TARANTO - Una cittadina georgiana di 43 anni è stata arrestata dalla Polizia di Stato perché ritenuta presunta responsabile della violazione del divieto di reingresso nel territorio nazionale dopo un’espulsione.

L’attività investigativa, condotta dalla Squadra Mobile in collaborazione con l’Ufficio Immigrazione della Questura di Taranto, avrebbe permesso di accertare che la donna, colpita nel 2024 da un decreto di espulsione della durata di tre anni emesso dalla Prefettura di una provincia del Nord Italia, sarebbe riuscita a rientrare clandestinamente nel Paese utilizzando un falso nome e documenti contraffatti.

La 43enne si era presentata negli uffici della Questura jonica per denunciare lo smarrimento del passaporto. Gli accertamenti attraverso le banche dati delle Forze dell’Ordine hanno però evidenziato che i suoi rilievi foto-dattiloscopici corrispondevano allo stesso codice univoco identificativo associato a un’altra cittadina georgiana con la medesima data di nascita, destinataria del provvedimento di espulsione.
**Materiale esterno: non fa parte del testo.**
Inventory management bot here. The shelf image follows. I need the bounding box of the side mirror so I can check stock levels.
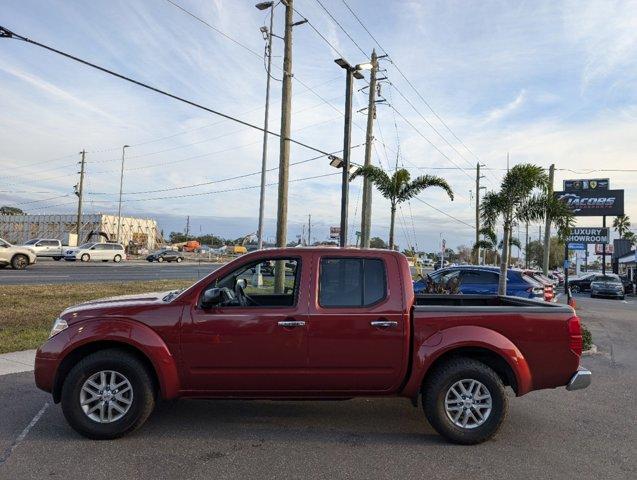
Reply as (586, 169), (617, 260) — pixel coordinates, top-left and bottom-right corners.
(201, 288), (221, 308)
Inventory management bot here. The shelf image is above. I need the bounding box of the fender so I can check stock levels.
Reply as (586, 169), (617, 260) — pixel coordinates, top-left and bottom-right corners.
(402, 326), (532, 398)
(36, 318), (181, 399)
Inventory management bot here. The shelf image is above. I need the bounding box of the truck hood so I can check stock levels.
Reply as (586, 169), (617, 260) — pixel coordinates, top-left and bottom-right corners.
(60, 290), (174, 323)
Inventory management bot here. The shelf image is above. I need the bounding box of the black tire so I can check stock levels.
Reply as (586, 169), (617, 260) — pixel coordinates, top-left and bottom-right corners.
(61, 349), (155, 440)
(11, 253), (29, 270)
(422, 357), (509, 445)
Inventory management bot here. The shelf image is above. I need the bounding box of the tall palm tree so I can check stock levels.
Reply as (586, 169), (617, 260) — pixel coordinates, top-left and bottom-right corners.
(613, 215), (630, 238)
(350, 165), (453, 250)
(481, 164), (548, 295)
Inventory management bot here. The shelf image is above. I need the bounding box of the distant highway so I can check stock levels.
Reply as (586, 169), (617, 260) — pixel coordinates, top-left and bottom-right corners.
(0, 259), (223, 285)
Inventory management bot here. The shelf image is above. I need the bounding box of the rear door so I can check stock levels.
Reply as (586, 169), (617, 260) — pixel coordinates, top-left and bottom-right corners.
(308, 254), (408, 392)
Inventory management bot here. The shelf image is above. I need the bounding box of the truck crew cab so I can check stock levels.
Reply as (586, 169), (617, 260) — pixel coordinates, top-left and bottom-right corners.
(35, 248), (591, 444)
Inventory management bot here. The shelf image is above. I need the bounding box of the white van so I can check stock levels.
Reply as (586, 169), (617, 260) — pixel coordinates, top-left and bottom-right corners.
(64, 242), (126, 263)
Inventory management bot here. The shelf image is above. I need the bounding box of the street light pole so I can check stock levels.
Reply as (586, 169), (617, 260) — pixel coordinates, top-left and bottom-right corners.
(117, 145), (130, 243)
(255, 2), (274, 250)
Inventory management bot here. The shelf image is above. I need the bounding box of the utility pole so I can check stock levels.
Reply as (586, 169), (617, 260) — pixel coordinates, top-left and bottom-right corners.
(117, 145), (130, 243)
(256, 2), (274, 251)
(524, 222), (529, 268)
(542, 163), (555, 275)
(75, 150), (86, 240)
(274, 0), (294, 293)
(360, 49), (378, 248)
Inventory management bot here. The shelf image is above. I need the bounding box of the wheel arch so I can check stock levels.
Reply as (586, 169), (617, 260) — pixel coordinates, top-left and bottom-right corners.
(51, 321), (180, 403)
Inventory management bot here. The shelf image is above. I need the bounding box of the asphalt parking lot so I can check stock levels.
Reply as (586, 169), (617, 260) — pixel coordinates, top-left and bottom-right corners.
(0, 296), (637, 480)
(0, 259), (222, 285)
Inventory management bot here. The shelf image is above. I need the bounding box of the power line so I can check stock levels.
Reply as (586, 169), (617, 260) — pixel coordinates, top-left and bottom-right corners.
(0, 26), (336, 158)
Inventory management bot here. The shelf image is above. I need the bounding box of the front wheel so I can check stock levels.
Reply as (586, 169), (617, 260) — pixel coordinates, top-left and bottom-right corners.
(423, 358), (508, 445)
(61, 349), (155, 440)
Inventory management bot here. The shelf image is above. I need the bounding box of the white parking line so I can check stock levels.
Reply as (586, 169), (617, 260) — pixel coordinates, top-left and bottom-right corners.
(0, 402), (49, 466)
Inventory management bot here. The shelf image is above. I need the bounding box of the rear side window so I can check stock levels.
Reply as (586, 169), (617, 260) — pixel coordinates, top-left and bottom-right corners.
(462, 270), (499, 285)
(319, 258), (387, 308)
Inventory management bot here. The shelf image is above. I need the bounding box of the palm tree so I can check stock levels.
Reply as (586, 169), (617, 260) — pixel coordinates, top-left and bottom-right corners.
(481, 164), (548, 295)
(613, 215), (630, 238)
(473, 227), (498, 264)
(350, 165), (453, 250)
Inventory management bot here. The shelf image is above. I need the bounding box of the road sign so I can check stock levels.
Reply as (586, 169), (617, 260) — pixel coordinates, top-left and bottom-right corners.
(564, 178), (610, 192)
(555, 189), (624, 217)
(566, 227), (609, 243)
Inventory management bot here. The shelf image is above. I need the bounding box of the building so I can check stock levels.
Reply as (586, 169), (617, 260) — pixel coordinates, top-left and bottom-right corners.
(0, 213), (163, 250)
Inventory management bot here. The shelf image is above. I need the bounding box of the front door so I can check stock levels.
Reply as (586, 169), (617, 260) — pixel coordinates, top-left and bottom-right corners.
(181, 257), (310, 396)
(309, 254), (408, 394)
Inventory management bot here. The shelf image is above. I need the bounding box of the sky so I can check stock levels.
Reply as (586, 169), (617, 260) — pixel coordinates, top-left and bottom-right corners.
(0, 0), (637, 251)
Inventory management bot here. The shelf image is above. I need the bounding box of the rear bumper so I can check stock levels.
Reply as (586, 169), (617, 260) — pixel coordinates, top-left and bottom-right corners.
(566, 367), (593, 391)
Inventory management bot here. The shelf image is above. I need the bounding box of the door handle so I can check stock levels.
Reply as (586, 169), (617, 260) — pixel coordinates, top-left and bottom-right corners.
(369, 320), (398, 330)
(278, 320), (305, 328)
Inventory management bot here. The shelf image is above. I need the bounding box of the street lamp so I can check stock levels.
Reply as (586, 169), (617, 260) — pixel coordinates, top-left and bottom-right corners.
(330, 58), (373, 247)
(117, 145), (130, 243)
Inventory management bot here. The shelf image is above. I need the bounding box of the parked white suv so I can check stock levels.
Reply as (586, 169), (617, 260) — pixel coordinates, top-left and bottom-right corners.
(0, 238), (37, 270)
(64, 242), (126, 263)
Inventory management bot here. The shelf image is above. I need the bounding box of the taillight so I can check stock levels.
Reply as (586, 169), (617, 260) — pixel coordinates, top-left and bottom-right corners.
(568, 316), (583, 356)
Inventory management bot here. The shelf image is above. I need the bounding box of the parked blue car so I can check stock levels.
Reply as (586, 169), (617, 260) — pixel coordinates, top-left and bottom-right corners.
(414, 265), (544, 300)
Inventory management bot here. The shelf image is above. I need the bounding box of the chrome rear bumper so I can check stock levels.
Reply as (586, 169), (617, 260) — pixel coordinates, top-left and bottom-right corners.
(566, 367), (593, 390)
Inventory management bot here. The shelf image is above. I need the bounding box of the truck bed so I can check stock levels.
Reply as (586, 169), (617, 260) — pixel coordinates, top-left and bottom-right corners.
(414, 294), (572, 313)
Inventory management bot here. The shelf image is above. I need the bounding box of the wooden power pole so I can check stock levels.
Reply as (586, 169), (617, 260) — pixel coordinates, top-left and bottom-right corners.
(75, 150), (86, 240)
(542, 163), (555, 275)
(360, 49), (378, 248)
(274, 0), (294, 292)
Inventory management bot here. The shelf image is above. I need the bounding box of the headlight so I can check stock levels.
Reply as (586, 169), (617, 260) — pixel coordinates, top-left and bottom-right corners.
(49, 318), (69, 338)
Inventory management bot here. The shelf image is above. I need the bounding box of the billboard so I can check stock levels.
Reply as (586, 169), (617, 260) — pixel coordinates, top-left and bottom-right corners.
(564, 178), (610, 192)
(566, 227), (609, 243)
(555, 189), (624, 217)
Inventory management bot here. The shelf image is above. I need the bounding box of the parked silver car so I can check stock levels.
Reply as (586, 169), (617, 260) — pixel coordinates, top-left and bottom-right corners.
(0, 238), (37, 270)
(64, 242), (126, 263)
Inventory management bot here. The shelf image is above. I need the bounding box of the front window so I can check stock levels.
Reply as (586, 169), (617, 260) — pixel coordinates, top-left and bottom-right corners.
(208, 258), (301, 307)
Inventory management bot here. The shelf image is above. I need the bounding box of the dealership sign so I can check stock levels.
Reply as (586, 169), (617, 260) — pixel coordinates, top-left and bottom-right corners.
(555, 189), (624, 217)
(564, 178), (609, 192)
(567, 227), (609, 243)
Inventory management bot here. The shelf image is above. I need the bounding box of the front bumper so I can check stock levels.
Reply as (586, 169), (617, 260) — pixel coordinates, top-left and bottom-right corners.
(566, 367), (593, 391)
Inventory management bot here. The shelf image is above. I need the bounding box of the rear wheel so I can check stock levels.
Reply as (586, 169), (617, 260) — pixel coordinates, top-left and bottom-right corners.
(61, 349), (155, 440)
(423, 358), (508, 445)
(11, 254), (29, 270)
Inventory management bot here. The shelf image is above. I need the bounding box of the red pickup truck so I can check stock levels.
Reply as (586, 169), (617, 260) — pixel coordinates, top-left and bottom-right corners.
(35, 248), (591, 444)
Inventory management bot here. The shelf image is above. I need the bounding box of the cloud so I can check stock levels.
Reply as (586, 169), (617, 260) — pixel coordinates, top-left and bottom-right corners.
(484, 90), (526, 123)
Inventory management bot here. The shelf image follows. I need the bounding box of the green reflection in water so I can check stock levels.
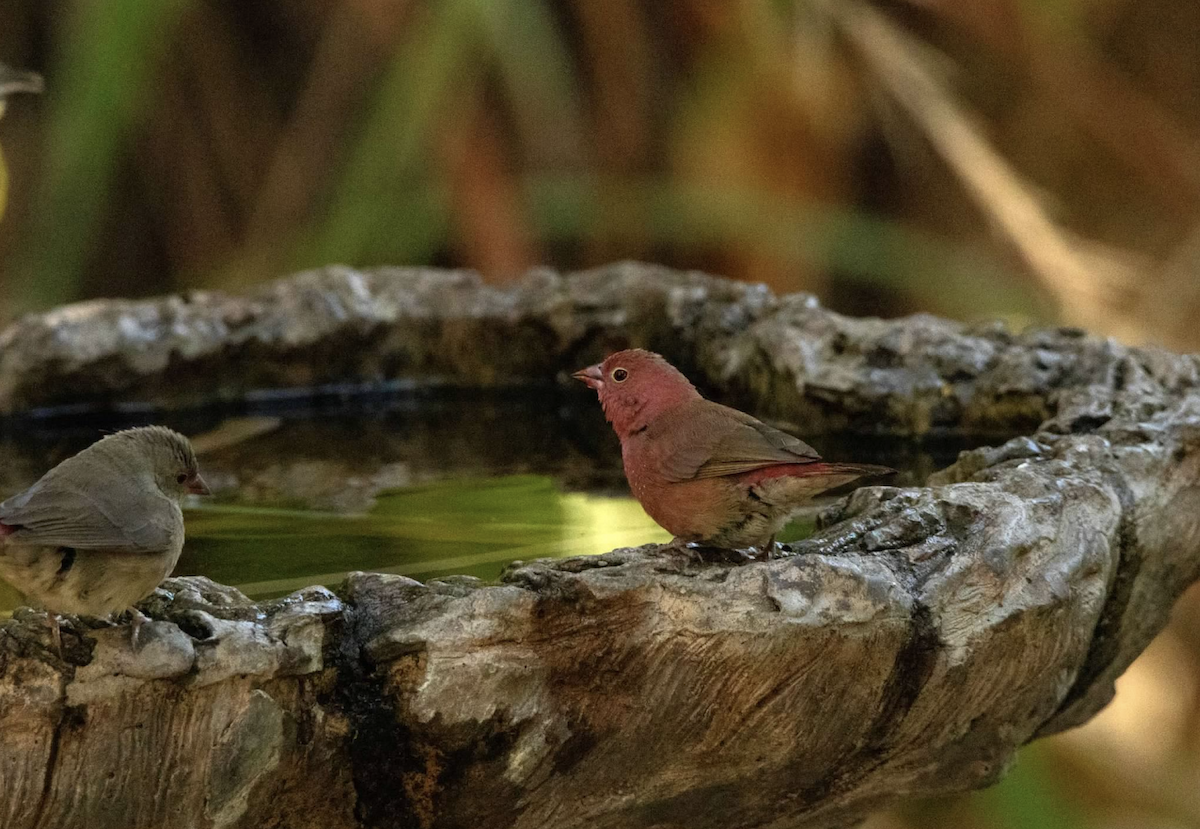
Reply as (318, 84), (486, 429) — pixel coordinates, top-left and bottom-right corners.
(175, 475), (670, 597)
(0, 475), (812, 612)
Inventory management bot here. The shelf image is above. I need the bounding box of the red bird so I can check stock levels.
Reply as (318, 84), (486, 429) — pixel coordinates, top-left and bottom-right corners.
(572, 348), (894, 549)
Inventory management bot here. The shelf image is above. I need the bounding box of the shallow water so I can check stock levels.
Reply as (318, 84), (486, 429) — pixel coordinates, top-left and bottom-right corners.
(0, 394), (979, 609)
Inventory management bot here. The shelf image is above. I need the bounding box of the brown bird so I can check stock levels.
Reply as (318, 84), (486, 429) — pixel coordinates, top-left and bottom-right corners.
(572, 349), (894, 549)
(0, 426), (209, 654)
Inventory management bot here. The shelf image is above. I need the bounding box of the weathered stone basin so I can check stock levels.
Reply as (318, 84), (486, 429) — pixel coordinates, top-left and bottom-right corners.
(0, 264), (1200, 829)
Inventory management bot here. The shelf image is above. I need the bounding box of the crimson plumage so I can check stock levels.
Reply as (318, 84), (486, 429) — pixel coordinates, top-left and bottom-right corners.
(574, 349), (893, 548)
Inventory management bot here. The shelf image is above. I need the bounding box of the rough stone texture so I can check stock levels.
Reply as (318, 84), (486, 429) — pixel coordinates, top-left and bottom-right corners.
(0, 265), (1200, 829)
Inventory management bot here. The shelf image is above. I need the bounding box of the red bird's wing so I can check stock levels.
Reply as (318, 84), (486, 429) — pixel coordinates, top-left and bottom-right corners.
(655, 400), (821, 482)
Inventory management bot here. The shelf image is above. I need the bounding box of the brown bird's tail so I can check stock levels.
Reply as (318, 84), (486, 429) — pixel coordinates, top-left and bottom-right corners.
(821, 461), (896, 477)
(805, 461), (896, 495)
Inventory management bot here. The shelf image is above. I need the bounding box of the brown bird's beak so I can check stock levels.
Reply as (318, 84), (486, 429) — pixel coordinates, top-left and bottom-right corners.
(187, 473), (212, 495)
(571, 364), (604, 389)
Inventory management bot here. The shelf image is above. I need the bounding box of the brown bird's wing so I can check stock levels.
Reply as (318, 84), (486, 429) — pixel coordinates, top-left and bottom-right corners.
(650, 400), (821, 482)
(0, 456), (174, 553)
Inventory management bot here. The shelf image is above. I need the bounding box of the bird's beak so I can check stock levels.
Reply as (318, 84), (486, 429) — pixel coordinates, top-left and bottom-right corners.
(187, 473), (212, 495)
(571, 364), (604, 389)
(0, 64), (44, 98)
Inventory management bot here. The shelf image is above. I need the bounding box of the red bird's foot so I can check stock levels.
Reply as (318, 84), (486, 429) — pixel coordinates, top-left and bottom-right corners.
(46, 611), (62, 659)
(130, 607), (150, 653)
(665, 539), (774, 564)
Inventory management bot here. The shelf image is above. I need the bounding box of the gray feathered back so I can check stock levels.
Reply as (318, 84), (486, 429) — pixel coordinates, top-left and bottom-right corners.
(0, 426), (190, 553)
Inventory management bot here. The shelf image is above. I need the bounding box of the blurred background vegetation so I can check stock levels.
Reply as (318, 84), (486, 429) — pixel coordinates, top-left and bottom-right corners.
(0, 0), (1200, 829)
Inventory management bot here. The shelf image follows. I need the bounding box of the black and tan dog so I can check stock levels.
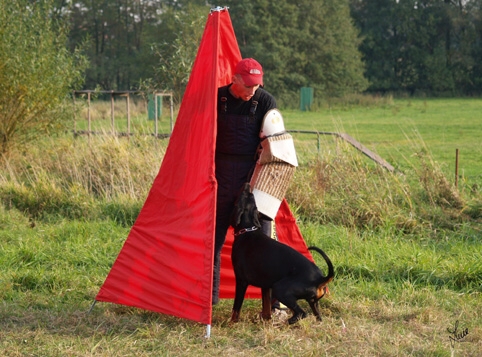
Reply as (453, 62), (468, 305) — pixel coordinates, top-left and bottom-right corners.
(231, 183), (335, 324)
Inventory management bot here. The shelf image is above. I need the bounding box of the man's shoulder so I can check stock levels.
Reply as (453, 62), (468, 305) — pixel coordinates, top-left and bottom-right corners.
(257, 87), (276, 109)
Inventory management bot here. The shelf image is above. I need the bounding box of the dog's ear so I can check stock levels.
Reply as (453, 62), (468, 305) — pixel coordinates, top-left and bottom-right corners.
(253, 204), (261, 228)
(231, 205), (243, 227)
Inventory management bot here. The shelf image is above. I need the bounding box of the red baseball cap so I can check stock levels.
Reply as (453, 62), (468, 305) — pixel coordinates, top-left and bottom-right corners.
(234, 58), (263, 87)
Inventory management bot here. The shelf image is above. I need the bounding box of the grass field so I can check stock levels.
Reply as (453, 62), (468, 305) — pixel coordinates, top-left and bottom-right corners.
(0, 99), (482, 357)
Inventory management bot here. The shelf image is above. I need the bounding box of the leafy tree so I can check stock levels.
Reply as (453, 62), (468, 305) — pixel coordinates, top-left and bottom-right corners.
(0, 0), (86, 154)
(227, 0), (367, 102)
(147, 5), (209, 103)
(351, 0), (480, 94)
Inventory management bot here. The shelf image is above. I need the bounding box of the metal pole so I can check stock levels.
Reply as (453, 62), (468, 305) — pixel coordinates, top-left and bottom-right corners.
(170, 94), (174, 134)
(455, 149), (459, 188)
(152, 92), (158, 138)
(110, 91), (115, 135)
(87, 92), (92, 144)
(72, 91), (77, 138)
(126, 93), (131, 138)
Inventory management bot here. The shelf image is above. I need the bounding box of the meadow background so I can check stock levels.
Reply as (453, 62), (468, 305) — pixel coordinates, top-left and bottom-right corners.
(0, 96), (482, 356)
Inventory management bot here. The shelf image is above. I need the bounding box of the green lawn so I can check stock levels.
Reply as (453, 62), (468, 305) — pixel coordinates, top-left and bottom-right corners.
(283, 99), (482, 183)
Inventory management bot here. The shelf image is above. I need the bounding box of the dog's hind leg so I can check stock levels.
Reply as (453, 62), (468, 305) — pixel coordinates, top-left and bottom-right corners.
(307, 300), (321, 321)
(273, 287), (307, 325)
(231, 279), (248, 322)
(261, 288), (271, 320)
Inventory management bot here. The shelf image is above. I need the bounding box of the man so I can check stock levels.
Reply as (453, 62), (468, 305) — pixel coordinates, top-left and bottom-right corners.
(213, 58), (276, 304)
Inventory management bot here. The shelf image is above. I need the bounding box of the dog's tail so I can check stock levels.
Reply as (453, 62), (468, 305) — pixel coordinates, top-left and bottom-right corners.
(308, 246), (335, 285)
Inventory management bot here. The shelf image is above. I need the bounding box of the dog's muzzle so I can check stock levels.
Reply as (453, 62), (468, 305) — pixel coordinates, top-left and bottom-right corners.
(234, 226), (258, 237)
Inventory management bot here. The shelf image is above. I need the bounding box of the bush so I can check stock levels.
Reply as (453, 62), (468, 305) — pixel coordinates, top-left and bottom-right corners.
(0, 0), (86, 154)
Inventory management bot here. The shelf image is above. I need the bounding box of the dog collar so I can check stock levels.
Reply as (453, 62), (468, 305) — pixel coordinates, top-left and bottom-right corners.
(234, 226), (258, 237)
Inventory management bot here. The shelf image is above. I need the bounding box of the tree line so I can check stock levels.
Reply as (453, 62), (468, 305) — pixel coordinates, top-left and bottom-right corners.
(0, 0), (482, 152)
(57, 0), (482, 100)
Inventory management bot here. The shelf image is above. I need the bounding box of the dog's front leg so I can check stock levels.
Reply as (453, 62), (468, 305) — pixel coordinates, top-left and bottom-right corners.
(231, 279), (248, 322)
(308, 300), (322, 321)
(261, 288), (271, 320)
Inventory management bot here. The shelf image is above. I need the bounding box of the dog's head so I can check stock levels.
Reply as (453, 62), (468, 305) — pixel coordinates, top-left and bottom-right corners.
(232, 182), (261, 228)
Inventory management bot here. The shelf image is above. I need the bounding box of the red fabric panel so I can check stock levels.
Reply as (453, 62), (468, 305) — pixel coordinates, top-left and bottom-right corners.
(96, 10), (241, 324)
(96, 10), (311, 324)
(219, 199), (314, 299)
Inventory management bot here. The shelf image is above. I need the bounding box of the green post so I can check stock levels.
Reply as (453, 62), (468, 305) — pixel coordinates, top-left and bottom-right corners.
(147, 94), (162, 120)
(300, 87), (313, 111)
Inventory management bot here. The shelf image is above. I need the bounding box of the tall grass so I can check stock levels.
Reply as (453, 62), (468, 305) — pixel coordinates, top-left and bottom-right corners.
(0, 101), (482, 356)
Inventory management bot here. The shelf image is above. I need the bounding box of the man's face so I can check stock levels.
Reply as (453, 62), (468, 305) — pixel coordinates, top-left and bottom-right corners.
(230, 74), (259, 102)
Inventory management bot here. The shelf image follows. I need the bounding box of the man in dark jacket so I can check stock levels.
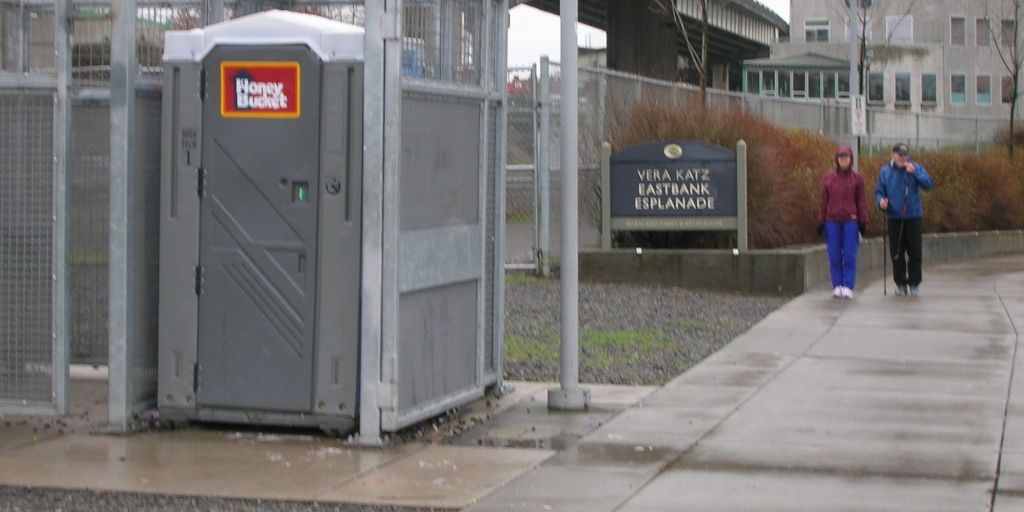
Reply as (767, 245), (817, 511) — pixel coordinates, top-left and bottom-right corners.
(874, 142), (933, 295)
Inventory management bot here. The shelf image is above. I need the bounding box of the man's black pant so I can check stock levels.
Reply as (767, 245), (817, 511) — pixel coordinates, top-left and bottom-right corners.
(889, 218), (921, 287)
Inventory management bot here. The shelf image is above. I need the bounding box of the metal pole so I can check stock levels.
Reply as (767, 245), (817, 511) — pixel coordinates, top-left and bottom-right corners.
(108, 0), (138, 430)
(203, 0), (223, 27)
(601, 142), (611, 251)
(536, 55), (551, 276)
(548, 0), (590, 411)
(848, 0), (860, 169)
(736, 139), (750, 253)
(52, 0), (72, 415)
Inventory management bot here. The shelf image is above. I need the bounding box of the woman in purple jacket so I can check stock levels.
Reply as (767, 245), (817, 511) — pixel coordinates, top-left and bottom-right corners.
(818, 145), (867, 299)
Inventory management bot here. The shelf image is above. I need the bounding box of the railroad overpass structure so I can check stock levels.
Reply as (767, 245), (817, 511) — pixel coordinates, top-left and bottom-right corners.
(510, 0), (790, 90)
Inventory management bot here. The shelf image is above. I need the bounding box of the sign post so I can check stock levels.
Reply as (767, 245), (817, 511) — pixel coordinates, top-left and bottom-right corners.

Gli investigatori hanno quindi ricostruito i presunti tentativi della donna di tornare in Italia dopo essere rientrata in patria. In una prima occasione sarebbe stata respinta alla frontiera. Successivamente, durante un controllo di polizia su un autobus in transito a Trieste, sarebbe stata nuovamente fermata mentre era in possesso di un passaporto falso.

Secondo quanto ricostruito dagli investigatori, la donna avrebbe quindi fatto scalo in Turchia prima di riuscire nuovamente a entrare in Italia.

Una volta trasmessi gli atti all’Autorità Giudiziaria competente, nei confronti della 43enne è scattato l’arresto.

Il procedimento si trova nella fase delle indagini preliminari. Per l’indagata vige il principio di presunzione di innocenza fino a sentenza definitiva.